No member states had registered an objection to Mr. Littman's speech, but monitoring groups such as UN Watch and Eye on the UN, both run by Canadians, say debate chairs may now be effectively conditioned to make such rulings to avert majority criticism. "I know and respect the Canadian diplomats in Geneva, and there was no malice here - just a case of getting bad advice from UN officials who are increasingly choosing to censor human rights groups rather than risk incurring the wrath of totalitarian regimes who fear the light of our scrutiny," said Hillel Neuer, executive director of UN Watch.

"Ottawa got it right."

The UN official in question is the secretary of the UN Human Rights Council, Eric Tistounet, who can be seen advising Mr. Grinius in the debate video, which Eye on the UN began posting over the weekend.

"The council is controlled by the OIC, meaning every country that takes the chair lives in fear of points of order interruptions and shutting down of the functioning of the system," said Anne Bayefsky, group founder. "This is one more example of the way the Human Rights Council acts in contradiction to the most fundamental values of human rights."

Mr. Littman was speaking March 6 on behalf of the Association for World Education and the World Union for Progressive Judaism when Mr. Grinius, serving as acting chairman that day, at first interrupted him, then passed to the next speaker before he had finished.

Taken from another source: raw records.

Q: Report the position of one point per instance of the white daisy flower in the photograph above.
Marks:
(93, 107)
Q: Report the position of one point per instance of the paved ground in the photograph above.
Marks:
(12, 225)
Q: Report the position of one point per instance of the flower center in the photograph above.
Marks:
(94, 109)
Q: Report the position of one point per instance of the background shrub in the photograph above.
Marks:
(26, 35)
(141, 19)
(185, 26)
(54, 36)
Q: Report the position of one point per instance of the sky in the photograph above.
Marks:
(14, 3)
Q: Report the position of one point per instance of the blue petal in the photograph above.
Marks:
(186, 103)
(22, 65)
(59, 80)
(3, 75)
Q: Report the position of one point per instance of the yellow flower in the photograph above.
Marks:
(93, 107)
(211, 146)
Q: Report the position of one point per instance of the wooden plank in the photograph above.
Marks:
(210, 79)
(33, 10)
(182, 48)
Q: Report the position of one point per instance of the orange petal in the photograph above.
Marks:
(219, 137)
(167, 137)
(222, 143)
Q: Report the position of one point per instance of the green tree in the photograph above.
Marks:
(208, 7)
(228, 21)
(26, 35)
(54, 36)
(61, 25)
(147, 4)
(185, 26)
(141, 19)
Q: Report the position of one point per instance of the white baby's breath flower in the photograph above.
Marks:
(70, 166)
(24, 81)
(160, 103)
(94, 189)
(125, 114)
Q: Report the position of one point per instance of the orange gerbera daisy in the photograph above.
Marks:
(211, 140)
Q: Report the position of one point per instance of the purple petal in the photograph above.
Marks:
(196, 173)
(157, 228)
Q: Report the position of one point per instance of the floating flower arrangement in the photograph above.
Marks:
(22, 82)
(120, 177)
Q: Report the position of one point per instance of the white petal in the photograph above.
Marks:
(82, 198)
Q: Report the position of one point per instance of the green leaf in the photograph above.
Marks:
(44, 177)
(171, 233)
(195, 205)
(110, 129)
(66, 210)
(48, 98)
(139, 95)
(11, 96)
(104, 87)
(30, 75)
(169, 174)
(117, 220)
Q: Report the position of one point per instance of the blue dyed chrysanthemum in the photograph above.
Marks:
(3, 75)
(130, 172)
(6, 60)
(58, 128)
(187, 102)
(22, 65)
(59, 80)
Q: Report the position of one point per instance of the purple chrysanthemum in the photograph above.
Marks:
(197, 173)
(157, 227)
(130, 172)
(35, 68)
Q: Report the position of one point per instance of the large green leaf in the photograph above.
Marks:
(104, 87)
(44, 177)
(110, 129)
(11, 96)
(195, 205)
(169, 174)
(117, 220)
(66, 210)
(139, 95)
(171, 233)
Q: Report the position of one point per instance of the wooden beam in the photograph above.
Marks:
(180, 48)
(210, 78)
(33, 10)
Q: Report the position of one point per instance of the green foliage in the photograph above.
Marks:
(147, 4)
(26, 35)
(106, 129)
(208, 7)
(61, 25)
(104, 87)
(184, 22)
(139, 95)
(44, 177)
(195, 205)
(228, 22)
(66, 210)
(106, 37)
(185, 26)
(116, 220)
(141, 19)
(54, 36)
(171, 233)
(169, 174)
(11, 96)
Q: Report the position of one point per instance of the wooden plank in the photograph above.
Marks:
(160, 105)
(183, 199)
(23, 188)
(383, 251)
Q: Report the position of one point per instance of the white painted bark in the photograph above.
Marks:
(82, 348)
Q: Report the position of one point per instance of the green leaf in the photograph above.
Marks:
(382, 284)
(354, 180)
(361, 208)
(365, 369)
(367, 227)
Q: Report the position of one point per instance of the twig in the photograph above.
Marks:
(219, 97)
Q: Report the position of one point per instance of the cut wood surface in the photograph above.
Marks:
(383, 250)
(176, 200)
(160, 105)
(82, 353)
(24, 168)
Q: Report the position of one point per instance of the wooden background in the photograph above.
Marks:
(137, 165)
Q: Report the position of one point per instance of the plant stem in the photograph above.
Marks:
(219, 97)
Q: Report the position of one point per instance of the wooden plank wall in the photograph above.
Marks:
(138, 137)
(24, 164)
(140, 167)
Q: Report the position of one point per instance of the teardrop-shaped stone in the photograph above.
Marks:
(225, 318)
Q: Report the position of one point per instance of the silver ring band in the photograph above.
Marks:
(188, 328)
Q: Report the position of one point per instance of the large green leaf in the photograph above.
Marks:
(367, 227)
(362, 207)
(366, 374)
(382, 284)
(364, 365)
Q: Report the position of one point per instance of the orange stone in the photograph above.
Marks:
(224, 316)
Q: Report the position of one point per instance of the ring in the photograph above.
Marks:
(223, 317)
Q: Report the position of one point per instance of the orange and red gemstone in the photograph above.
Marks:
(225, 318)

He said earlier on Tuesday he had received no reply from a letter he wrote to Mr. Grinius following the incident seeking a "specific response" to his concern the Canadian "censored" him. He also said he was now referring the matter to the official council chairman, Nigerian Ambassador Martin Ihoeghian Uhomoibhi, in a bid to ensure Mr. Grinius's action does not serve as a precedent for future chairs to shut down debate.

"We don't understand why he didn't take the trouble to answer," Mr. Littman said. "We now want to repeat exactly the same statement because we were cut."
James Morton

1 comment:

Stephen Downes said...

Israel would have fewer problems with the U.N. if it returned the occupied territories, if it allowed exiled Palestinians the right of return, and if it ceased killing Palestinian children with regularity and disregard.